When she was in college at Southern Nazarene University, Potter said she believed the only path to ministry for her would be to marry a pastor, “so (she) could stay in the ministry, because that’s what (she) really loved.”
Accordingly, when she began dating her husband, he was a religion major. However, after much struggle and prayer, he confessed to her that though he wanted to, he did not feel he was called to ministry.
By then, “I’d already fallen in love with him,” she said with a laugh. They’ve now been married 39 years, and he is her biggest advocate and supporter.
After they married, Potter taught public school until a rift with the Nazarene denomination led them to visit and join a Baptist church. About a year into their membership in the Baptist church, Potter said, “I just knew I was called into ministry” to serve children.
She applied for a position as children’s ministry director at Parkhills Baptist Church, a Southern Baptist congregation, and “they hired me,” she said.
“I always say it’s like the David story,” she said, when the youngest son who wasn’t even brought in for consideration as king was the one God had in mind.
“I didn’t have a Baptist pedigree. I don’t have a degree from a Baptist university,” she recalled, but that pastor, Robert Welch, saw her love for children as “the key here.”
“He took a chance on me, and he hired me. And that changed my life,” Potter reflected.
In 1998, She was the first female minister to be licensed to ministry at Parkhills Baptist Church.
Later, at Trinity Baptist Church, she was ordained—a step she said at the time she simply saw as an honor, with no idea of “the things in (her) life that (being ordained) would open criticism for.”
Potter pointed out she’s never moved out of children’s ministry. But, she said about ordination, “I felt like it gave me a stronger voice at the table when our pastoral staff met.” With ordination she gained “all the credibility” the others at the table had.
Over almost 30 years of sitting at the ministry table advocating for the children, Potter said, she felt ordination gave her a stronger voice from which to advocate for children being understood as the youngest members of the church now—not just the church of the future.
“It was just an honor, and I wanted to be fully empowered to take care of our kids,” she said.
She felt like her ordination was important for the kids, but she wasn’t trying to do anything offensive to anybody, Potter said.
In addition to a master’s degree in education from University of Texas at San Antonio, Potter also holds a Ph.D. from Andrews University.

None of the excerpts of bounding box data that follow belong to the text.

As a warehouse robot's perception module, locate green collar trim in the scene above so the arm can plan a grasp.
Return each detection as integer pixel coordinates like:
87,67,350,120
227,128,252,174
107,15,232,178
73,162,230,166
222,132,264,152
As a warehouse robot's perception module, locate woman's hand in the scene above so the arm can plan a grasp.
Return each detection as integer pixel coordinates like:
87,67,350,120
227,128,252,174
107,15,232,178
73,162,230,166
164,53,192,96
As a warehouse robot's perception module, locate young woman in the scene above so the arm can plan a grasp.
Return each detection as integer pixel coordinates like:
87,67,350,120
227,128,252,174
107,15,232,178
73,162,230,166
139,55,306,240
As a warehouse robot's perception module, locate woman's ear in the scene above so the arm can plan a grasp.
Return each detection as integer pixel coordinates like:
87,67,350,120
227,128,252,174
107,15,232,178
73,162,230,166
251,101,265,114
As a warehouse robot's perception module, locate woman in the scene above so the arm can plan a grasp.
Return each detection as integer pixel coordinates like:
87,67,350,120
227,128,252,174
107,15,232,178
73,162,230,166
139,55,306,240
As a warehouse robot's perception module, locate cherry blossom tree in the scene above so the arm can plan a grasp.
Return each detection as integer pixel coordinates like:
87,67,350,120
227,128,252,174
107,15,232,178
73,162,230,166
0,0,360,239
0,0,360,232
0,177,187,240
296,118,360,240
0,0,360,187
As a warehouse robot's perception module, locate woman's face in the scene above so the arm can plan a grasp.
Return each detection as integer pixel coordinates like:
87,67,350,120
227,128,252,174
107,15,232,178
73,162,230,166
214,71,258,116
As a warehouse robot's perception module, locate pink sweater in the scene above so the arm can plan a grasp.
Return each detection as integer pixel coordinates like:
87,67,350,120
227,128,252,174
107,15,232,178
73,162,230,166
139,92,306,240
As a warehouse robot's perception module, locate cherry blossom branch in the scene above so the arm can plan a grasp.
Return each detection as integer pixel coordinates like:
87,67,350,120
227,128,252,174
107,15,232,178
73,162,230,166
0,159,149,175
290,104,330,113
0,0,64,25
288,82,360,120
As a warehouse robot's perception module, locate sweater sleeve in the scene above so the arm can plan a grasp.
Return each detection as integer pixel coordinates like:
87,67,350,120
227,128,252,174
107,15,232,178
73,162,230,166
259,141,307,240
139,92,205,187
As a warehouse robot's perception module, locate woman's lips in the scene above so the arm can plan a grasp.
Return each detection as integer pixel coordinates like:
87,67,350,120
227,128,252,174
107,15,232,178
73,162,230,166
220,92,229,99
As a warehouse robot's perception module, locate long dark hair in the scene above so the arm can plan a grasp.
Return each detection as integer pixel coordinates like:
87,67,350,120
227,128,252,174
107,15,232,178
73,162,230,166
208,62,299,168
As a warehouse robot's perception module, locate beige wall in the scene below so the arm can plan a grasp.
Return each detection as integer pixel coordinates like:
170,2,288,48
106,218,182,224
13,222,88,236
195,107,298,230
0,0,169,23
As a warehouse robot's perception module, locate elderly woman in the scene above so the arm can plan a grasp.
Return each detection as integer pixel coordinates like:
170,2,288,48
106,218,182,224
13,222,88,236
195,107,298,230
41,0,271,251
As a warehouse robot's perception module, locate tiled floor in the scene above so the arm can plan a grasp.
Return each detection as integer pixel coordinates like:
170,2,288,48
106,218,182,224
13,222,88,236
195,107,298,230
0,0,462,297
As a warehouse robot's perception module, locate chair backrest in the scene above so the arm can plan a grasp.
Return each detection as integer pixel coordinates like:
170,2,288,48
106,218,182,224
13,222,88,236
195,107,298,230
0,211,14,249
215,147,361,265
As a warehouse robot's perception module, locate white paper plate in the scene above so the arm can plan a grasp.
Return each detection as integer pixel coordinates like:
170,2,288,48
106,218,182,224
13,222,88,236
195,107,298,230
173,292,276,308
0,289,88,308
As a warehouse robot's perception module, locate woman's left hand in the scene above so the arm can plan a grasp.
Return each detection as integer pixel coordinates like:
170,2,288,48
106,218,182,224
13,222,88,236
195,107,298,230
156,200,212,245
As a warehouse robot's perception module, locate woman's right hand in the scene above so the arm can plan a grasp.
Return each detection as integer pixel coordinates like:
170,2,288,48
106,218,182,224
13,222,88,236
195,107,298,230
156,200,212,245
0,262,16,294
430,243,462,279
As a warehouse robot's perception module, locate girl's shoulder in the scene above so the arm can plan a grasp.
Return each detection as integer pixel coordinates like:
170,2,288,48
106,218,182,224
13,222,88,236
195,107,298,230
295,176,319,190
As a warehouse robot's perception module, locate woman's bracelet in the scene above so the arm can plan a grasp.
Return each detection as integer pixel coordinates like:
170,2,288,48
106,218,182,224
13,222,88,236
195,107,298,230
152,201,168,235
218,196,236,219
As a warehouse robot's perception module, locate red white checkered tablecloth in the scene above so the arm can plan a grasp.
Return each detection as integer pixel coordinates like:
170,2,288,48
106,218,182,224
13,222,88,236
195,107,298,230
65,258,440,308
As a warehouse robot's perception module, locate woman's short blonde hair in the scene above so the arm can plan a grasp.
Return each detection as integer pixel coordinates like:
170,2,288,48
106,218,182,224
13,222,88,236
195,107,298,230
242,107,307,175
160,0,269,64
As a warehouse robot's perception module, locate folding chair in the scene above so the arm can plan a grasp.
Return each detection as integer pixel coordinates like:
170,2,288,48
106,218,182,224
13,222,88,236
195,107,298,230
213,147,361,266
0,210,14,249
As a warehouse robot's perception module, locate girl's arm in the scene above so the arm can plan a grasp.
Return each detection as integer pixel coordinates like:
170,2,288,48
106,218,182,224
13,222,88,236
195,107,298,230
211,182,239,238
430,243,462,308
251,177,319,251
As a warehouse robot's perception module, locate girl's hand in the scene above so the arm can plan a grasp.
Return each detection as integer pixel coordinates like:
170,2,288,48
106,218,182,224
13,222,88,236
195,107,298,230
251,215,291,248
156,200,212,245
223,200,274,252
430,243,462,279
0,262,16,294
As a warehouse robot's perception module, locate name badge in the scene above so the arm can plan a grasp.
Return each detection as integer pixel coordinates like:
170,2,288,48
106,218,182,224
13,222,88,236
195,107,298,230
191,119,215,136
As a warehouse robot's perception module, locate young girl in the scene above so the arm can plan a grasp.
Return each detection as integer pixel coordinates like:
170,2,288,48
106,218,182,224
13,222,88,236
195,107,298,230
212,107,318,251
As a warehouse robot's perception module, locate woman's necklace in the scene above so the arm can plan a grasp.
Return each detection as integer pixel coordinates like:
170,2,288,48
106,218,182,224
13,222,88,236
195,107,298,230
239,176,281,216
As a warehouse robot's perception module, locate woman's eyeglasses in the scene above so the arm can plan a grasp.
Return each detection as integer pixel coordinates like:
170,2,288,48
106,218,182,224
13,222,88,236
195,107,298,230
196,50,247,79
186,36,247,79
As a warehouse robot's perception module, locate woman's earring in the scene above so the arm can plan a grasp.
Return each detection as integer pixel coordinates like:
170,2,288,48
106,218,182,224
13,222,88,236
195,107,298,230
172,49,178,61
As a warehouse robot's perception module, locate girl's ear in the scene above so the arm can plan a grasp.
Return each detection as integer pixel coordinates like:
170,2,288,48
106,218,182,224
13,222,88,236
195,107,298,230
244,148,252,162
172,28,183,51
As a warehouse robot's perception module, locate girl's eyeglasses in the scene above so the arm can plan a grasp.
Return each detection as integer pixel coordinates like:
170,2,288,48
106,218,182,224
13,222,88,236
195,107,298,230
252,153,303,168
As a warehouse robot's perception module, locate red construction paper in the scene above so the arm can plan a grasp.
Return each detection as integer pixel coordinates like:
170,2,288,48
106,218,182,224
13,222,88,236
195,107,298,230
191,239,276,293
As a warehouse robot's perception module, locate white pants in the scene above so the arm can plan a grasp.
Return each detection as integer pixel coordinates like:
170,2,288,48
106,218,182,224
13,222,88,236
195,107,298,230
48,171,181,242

She pointed out it is more education than she ever will be compensated for, but she sought the degree because she believes children deserve “the best” too.
Potter wanted to have every qualification she could earn to best serve her community in children’s ministry, she explained.
And having served with some of the same people in and through that ministry for 22 years, they feel a calling too, Potter noted. “These are my people,” she said.
Potter also acknowledged the value of her election to other young women in Baptist life who feel called to ministry and pointed out the real threat of gifted young women leaving to follow God if they can’t find a place to be affirmed in ministry in Baptist life.
“And that’s my whole story, and what is really going to continue to be my whole story,” she said, in her new role as BGCT president—advocating for children as a woman in ministry.